The arbitration proceedings and any information, documents, or materials submitted in connection with such proceedings shall be confidential and shall not be disclosed to third parties without the prior written consent of all Parties, except as necessary to enforce the arbitration award or as required by law.

The Parties agree that any dispute arising out of or relating to this Terms will be conducted only on an individual basis and not in a class, collective, or representative action.

Notwithstanding the above, The Parties may seek injunctive or equitable relief in a court of competent jurisdiction in Orange County, Florida, for matters related to intellectual property or unauthorized use of confidential information.

Waiver of Jury Trial

The Parties to this Terms hereby voluntarily, irrevocably, and unconditionally waive any right to a trial by jury in any legal action, proceeding, or counterclaim arising out of, or relating to, this Terms or any of the transactions contemplated herein. This waiver applies to any action, whether in contract, tort, or otherwise.

This waiver shall be governed by, and construed in accordance with, the laws of the State of Florida.

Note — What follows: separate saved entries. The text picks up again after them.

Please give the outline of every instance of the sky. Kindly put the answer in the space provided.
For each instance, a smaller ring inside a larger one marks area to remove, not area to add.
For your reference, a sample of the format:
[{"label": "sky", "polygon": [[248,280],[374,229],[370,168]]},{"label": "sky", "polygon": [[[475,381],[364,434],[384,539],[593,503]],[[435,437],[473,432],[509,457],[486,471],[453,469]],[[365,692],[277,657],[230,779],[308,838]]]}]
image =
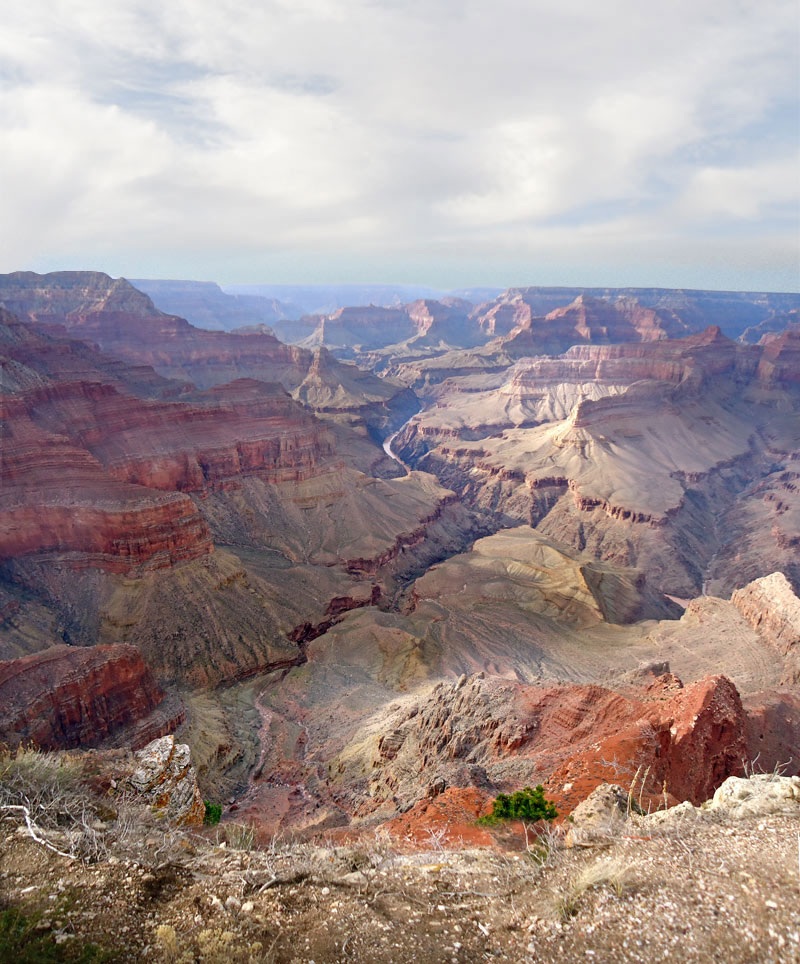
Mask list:
[{"label": "sky", "polygon": [[797,0],[26,0],[0,271],[800,290]]}]

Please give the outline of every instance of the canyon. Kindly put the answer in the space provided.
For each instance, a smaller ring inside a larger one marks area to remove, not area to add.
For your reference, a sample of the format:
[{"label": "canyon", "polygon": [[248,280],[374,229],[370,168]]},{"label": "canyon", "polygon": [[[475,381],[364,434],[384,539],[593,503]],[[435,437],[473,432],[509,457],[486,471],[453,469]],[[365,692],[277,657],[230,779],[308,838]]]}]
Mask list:
[{"label": "canyon", "polygon": [[177,731],[265,835],[793,756],[798,296],[148,284],[203,327],[0,276],[0,738]]}]

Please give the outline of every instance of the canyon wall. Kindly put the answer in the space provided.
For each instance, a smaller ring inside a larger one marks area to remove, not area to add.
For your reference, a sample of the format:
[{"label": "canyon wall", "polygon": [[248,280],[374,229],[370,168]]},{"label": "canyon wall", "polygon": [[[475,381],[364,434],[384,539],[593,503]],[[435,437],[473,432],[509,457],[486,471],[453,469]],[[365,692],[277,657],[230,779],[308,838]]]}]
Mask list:
[{"label": "canyon wall", "polygon": [[164,703],[133,646],[53,646],[0,662],[0,742],[11,747],[99,746],[121,732],[143,746],[183,721],[179,704]]}]

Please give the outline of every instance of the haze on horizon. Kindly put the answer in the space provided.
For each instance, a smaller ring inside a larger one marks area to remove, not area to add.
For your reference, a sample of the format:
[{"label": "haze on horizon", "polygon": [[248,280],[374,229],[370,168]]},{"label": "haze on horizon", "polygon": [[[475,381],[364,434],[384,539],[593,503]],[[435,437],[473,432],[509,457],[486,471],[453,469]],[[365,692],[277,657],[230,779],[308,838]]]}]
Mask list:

The Parties acknowledges that this waiver is a material inducement for entering into this Terms and that both Parties have had the opportunity to consult with legal counsel before agreeing to this waiver.

This waiver shall extend to any amendments, modifications, or renewals of this Terms, and it applies to any disputes between the parties or any related parties.

In the event that any part of this waiver is found to be unenforceable, the remaining provisions shall remain in full force and effect.

Non-Enforcement of Clauses:

The failure of the Company to enforce any provision of these Terms and Conditions shall not be construed as a waiver of the right to enforce such provision in the future. Any non-enforcement of a clause does not limit the Company’s ability to enforce any other provisions or to enforce the same provision at a later time.